Yenerall Jackie, You Wen, Hill Jennie
Department of Agricultural and Resource Economics, University of Tennessee, 2621 Morgan Circle, Knoxville, TN, 27996, USA.
Department of Public Health Sciences, University of Virginia, 200 Jeanette Lancaster Way, Charlottesville, VA, 22903, USA.
BMC Public Health. 2020 Nov 19;20(1):1747. doi: 10.1186/s12889-020-09882-0.
Modifying a household's food environment by targeting a single retailer type, like supermarkets, has a limited impact on dietary outcomes. This may be because the food environment has a limited impact on shopping behaviors, or because households are not as reliant on supermarkets as we assume. However, our understanding of how households shop for food, especially when considering the use of both food at home (FAH) retailers, such as supermarkets, and away from home retailers (FAFH), such as restaurants, is limited. Thus, understanding how households shop for food is a necessary first step when developing programs to modify food purchasing behavior.
K-means cluster analysis was used to identify weekly food shopping trip patterns based on the percentage of trips to FAH and FAFH retailers in the 2013 Food Acquisition and Purchase Survey (FoodAPS) dataset (n = 4665 households). Multinomial logistic regression was used to examine the relationship between shopping trip patterns, household and food environment characteristics.
Three patterns emerged: primarily supermarket, primarily supercenter, or mix (i.e. no dominant retailer type, but high FAFH use).
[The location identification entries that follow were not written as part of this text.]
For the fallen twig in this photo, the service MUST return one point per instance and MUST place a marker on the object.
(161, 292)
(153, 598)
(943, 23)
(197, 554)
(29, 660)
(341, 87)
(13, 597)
Households with incomes below 185% of the federal poverty line were evenly divided between patterns that rely primarily on FAH retailers, and the mix pattern. While nearly 70% of households with incomes above 185% of the federal poverty line are in the mix cluster. Supermarket and superstore availability significantly influenced the likelihood of belonging to those clusters respectively, while having a child, higher income, and attitudes towards healthy meal preparation time or taste significantly influenced the likelihood of belonging to the mix cluster.
Although lower-income households are more likely to rely primarily on FAH retailers, household's, regardless of income, that primarily utilize FAH retailers show a strong preference for either superstores or supermarkets suggesting a need for interventions to reach both retailer types. However, altering the food environment alone may not be sufficient to discourage use of FAFH retailers as households relying on FAFH retailers are significantly influenced by meal preparation time and healthy food taste.
通过针对单一零售商类型(如超市)来改变家庭的食物环境,对饮食结果的影响有限。这可能是因为食物环境对购物行为的影响有限,或者是因为家庭对超市的依赖程度并不像我们假设的那样高。然而,我们对家庭如何购买食物的理解有限,尤其是在考虑同时使用家庭内食物(FAH)零售商(如超市)和家庭外食物(FAFH)零售商(如餐馆)的情况下。因此,了解家庭如何购买食物是制定改变食物购买行为计划的必要第一步。
使用K均值聚类分析,基于2013年食物获取与购买调查(FoodAPS)数据集(n = 4665户家庭)中前往FAH和FAFH零售商的出行百分比,确定每周的食物购物出行模式。使用多项逻辑回归来检验购物出行模式、家庭和食物环境特征之间的关系。
出现了三种模式:主要是超市模式、主要是超级中心模式或混合模式(即没有主导的零售商类型,但FAFH使用率高)。收入低于联邦贫困线185%的家庭在主要依赖FAH零售商的模式和混合模式之间平均分配。而收入高于联邦贫困线185%的家庭中,近70%属于混合模式集群。超市和大型超市的可获得性分别显著影响了属于这些集群的可能性,而有孩子、较高收入以及对健康膳食准备时间或口味的态度则显著影响了属于混合模式集群的可能性。
虽然低收入家庭更有可能主要依赖FAH零售商,但无论收入如何,主要使用FAH零售商的家庭对超级中心或超市都有强烈偏好,这表明需要针对这两种零售商类型进行干预。然而,仅改变食物环境可能不足以抑制FAFH零售商的使用,因为依赖FAFH零售商的家庭受膳食准备时间和健康食物口味的影响很大。